La Commission identifie certains éléments communs, tout en précisant qu’ils ne sont pas présents de la même manière dans toutes les religions : l’unité et l’interconnexion de ce qui existe, le devoir de respect et de compassion envers les êtres et la responsabilité particulière de l’homme dans la garde du monde.

La CTI considère que beaucoup de ces éléments, « dans leur noyau éthique fondamental », sont compatibles avec la vision chrétienne et conclut que, du point de vue de la foi catholique, « les portes sont ouvertes à une collaboration interreligieuse » dans la garde de la création.

Le soin de la création comme question théologique

La conclusion revient sur la thèse qui parcourt l’ensemble du document : la question écologique ne doit pas être abordée uniquement comme un problème scientifique, économique ou politique.
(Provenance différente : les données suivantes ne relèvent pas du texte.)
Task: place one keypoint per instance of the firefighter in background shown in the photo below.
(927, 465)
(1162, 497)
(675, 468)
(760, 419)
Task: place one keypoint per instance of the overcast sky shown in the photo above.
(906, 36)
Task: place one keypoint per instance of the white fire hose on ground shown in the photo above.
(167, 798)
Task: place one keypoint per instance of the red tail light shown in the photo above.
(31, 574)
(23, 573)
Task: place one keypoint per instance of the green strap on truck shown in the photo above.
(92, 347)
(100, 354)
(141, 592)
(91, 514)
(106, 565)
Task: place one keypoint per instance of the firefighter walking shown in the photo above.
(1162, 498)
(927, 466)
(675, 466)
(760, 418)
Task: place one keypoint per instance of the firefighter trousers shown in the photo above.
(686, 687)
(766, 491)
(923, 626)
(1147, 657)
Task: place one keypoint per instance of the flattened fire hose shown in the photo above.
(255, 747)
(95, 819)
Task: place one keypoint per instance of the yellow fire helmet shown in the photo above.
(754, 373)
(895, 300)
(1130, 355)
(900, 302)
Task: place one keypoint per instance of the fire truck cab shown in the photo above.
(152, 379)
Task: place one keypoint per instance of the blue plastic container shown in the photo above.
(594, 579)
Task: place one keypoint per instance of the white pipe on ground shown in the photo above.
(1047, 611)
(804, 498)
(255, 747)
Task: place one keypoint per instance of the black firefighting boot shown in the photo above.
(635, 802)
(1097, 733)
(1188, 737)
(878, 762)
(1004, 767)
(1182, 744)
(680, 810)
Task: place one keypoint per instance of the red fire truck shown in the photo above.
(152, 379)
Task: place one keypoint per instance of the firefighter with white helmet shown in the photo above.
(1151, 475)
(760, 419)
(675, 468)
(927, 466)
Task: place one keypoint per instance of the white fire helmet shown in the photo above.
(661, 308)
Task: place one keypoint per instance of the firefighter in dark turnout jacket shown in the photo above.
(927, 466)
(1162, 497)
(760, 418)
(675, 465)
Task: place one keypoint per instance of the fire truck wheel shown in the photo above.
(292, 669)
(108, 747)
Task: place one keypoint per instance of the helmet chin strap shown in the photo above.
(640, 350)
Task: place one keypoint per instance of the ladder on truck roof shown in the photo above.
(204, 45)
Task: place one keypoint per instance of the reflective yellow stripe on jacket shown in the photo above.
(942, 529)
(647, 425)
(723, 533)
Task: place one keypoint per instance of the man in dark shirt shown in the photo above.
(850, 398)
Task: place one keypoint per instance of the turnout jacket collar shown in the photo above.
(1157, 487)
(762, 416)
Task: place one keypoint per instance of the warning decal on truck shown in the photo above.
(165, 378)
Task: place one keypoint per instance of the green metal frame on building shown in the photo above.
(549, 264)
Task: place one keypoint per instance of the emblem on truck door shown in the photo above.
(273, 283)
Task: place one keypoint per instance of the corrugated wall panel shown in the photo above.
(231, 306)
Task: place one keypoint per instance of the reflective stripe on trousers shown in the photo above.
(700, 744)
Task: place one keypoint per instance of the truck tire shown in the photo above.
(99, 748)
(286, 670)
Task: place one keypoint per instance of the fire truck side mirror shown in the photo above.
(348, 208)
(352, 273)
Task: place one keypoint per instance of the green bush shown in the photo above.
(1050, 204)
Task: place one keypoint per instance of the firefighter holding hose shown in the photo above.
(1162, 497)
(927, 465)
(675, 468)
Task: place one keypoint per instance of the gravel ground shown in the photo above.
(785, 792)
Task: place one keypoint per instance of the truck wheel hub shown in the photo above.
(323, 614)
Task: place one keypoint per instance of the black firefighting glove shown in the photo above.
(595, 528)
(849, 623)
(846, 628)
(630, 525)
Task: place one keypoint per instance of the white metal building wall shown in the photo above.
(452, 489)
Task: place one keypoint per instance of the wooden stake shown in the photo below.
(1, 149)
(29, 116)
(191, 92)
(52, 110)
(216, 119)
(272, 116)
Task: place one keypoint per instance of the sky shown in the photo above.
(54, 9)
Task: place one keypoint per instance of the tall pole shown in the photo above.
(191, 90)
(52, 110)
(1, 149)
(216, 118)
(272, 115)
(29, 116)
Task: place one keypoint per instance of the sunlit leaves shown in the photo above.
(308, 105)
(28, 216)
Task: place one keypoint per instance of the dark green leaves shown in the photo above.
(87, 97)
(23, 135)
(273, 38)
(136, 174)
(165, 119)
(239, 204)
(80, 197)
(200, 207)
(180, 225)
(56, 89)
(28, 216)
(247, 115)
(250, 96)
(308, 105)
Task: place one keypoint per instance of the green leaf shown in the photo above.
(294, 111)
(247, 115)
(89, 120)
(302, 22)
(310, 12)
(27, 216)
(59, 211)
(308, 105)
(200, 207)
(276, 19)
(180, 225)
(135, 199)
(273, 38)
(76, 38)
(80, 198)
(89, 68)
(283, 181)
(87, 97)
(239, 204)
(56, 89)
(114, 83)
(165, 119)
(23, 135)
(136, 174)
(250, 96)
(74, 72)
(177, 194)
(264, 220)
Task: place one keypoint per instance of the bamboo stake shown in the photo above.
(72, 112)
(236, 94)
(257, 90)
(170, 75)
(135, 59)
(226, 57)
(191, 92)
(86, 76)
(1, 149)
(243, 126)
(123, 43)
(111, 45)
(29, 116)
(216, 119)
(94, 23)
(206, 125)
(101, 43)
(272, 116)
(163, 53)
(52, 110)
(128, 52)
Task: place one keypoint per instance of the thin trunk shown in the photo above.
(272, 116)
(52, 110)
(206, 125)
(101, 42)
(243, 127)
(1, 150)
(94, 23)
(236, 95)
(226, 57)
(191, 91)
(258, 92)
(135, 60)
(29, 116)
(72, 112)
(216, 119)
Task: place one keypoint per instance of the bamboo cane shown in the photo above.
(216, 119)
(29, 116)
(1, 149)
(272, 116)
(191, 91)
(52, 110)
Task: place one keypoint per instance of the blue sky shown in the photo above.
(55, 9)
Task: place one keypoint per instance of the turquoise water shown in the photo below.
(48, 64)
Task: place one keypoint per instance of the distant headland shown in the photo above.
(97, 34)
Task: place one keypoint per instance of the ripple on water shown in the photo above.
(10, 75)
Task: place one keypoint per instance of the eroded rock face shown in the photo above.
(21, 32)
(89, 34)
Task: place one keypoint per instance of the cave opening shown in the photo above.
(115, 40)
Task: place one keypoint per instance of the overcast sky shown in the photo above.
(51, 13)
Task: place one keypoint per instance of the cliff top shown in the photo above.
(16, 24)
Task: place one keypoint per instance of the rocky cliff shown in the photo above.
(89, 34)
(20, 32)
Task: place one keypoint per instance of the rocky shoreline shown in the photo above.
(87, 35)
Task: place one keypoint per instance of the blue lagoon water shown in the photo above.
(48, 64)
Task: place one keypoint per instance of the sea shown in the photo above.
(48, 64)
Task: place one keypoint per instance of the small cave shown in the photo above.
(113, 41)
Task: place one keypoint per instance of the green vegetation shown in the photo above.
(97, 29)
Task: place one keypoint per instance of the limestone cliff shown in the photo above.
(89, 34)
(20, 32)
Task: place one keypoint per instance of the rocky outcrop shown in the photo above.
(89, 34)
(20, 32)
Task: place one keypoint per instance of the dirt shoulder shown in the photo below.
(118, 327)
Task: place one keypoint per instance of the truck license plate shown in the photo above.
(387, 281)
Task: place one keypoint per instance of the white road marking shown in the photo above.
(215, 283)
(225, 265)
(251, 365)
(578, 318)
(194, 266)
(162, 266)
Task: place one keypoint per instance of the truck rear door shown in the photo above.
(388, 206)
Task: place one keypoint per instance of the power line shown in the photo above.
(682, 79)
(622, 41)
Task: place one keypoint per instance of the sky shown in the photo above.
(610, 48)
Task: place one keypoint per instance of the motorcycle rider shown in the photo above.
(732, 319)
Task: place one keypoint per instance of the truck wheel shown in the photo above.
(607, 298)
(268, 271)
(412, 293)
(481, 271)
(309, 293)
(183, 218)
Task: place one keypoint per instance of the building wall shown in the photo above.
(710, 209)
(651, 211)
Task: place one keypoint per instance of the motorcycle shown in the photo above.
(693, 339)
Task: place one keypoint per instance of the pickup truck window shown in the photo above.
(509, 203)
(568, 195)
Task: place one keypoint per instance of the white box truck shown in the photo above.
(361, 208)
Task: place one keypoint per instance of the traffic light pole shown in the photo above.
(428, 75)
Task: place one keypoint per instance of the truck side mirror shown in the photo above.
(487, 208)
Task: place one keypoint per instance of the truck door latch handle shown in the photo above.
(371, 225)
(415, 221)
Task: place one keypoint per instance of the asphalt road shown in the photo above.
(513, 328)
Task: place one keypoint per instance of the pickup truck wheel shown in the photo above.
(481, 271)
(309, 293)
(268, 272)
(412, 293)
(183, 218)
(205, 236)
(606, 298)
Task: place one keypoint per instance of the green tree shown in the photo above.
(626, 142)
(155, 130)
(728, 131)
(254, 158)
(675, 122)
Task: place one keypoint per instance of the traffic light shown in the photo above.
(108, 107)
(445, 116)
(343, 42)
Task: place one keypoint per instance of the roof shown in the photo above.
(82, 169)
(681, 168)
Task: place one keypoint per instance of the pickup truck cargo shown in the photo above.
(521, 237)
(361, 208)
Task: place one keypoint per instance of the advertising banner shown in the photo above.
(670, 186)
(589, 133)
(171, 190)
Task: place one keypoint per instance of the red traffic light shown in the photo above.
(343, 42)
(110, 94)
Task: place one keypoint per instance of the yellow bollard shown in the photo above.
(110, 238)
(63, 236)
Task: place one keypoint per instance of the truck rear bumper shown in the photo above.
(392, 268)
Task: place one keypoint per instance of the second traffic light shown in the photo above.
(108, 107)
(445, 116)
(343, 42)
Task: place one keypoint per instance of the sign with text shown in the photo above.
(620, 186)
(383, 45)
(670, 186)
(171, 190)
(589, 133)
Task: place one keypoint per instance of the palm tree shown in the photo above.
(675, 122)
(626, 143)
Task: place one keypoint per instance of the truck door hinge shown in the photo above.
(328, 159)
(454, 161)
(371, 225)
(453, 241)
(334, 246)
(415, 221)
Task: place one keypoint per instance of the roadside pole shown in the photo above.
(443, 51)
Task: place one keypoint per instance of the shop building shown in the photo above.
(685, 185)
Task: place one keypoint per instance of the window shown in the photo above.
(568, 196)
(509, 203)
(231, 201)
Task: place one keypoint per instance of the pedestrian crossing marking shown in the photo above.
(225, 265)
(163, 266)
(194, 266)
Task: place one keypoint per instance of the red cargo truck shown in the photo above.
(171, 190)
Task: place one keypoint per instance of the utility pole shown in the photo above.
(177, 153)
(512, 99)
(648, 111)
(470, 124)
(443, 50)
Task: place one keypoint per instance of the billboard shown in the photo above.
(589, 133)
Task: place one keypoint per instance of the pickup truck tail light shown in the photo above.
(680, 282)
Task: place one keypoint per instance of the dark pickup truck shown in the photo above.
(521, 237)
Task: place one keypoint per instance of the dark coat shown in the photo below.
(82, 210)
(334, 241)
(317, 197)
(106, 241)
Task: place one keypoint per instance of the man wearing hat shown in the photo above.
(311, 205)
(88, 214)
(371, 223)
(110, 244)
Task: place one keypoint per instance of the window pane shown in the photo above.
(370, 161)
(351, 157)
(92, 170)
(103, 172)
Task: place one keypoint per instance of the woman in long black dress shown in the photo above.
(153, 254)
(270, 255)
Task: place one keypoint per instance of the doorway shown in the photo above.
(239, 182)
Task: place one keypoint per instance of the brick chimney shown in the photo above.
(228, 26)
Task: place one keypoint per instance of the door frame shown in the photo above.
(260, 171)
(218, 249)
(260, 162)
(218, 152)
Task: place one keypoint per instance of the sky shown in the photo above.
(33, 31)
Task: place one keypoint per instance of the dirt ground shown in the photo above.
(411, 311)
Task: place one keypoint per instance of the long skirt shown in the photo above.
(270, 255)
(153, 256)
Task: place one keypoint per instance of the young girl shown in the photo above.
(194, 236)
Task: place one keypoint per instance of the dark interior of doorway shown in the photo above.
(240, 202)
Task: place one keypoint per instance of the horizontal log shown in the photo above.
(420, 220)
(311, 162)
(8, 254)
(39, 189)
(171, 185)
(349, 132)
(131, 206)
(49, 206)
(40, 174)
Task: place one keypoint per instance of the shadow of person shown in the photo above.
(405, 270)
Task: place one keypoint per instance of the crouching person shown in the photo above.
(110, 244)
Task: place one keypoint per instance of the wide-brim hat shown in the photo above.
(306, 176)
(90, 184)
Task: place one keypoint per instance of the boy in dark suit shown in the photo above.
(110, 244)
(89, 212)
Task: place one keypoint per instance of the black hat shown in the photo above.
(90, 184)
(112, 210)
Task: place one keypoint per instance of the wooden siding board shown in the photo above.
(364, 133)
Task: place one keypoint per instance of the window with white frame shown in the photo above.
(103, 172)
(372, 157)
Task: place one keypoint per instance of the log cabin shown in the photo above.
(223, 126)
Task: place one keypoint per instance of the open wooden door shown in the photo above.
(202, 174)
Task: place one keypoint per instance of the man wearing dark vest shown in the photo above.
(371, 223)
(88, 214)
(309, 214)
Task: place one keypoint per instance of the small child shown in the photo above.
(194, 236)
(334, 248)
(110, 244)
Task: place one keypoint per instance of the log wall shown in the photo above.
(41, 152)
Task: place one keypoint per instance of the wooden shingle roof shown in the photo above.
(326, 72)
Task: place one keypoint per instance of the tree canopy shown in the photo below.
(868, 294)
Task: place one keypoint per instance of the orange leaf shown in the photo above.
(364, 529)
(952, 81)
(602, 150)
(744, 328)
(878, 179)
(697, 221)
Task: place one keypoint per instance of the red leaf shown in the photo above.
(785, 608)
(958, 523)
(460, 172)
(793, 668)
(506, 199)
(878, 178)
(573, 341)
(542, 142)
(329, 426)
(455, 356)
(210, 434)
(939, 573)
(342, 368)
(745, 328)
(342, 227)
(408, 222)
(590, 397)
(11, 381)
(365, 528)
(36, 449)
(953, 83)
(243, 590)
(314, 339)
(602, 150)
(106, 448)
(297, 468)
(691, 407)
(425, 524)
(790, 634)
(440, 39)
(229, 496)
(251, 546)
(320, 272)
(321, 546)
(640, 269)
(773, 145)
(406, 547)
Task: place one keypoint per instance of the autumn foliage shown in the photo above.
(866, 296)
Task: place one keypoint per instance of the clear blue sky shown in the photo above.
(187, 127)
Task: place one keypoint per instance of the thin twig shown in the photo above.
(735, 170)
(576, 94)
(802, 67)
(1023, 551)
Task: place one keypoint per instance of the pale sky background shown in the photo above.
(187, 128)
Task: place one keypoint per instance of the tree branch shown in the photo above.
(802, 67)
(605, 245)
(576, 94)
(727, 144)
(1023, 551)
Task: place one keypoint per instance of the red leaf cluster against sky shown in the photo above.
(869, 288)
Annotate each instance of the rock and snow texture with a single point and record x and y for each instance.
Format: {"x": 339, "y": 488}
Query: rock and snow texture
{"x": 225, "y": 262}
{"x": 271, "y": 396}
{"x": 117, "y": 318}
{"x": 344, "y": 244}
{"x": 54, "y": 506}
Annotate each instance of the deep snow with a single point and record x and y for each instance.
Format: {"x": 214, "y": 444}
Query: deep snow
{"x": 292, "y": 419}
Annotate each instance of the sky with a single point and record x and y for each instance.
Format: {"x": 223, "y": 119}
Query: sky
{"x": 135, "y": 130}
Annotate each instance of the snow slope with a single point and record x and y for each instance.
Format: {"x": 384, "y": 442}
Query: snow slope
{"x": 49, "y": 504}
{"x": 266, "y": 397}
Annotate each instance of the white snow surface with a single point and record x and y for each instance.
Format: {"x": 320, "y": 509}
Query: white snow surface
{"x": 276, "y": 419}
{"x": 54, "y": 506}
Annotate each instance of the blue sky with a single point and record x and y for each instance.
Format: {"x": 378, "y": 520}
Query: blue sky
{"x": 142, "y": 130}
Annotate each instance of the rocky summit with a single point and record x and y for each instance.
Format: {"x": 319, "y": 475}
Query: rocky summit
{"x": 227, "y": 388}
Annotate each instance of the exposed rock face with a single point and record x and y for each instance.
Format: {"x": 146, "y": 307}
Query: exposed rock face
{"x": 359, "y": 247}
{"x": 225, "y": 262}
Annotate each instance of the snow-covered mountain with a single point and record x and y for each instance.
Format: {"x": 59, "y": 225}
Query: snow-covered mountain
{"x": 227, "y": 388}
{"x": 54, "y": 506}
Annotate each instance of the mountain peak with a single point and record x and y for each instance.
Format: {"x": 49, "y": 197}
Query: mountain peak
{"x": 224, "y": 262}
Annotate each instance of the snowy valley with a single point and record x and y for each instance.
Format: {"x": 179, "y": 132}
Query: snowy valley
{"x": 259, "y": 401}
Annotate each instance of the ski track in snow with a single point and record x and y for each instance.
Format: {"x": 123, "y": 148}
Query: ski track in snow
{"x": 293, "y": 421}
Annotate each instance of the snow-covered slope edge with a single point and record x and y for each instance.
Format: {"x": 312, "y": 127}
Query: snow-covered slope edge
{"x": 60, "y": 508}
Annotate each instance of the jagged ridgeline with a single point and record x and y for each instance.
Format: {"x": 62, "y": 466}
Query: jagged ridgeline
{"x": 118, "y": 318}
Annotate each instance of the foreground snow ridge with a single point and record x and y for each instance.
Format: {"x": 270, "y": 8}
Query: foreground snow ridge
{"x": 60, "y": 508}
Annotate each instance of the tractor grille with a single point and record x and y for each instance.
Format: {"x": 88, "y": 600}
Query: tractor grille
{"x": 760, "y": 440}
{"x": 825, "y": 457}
La Commission présente la création comme œuvre du Dieu trinitaire et l’homme non comme propriétaire absolu du monde ni comme un élément indifférencié de l’écosystème, mais comme une créature dotée d’une dignité singulière à laquelle Dieu a confié une responsabilité spécifique.

La CTI soutient que Dieu place les êtres humains dans la création « comme ses représentants et interlocuteurs directs » et leur confie la tâche de la garder. Pour remplir cette responsabilité, elle considère nécessaire de recourir tant aux « connaissances scientifiques et aux capacités techniques les plus reconnues » qu’aux principes éthiques et spirituels dérivés de la relation avec Dieu, avec le prochain, avec la création et avec soi-même.

Le nouveau document se situe expressément dans la continuité de Laudato si’, mais la Commission identifie comme sa propre contribution l’approfondissement des fondements théologiques du soin de la « Maison commune », surtout à partir de la doctrine trinitaire, de l’anthropologie chrétienne et de la considération morale du dommage causé à la création.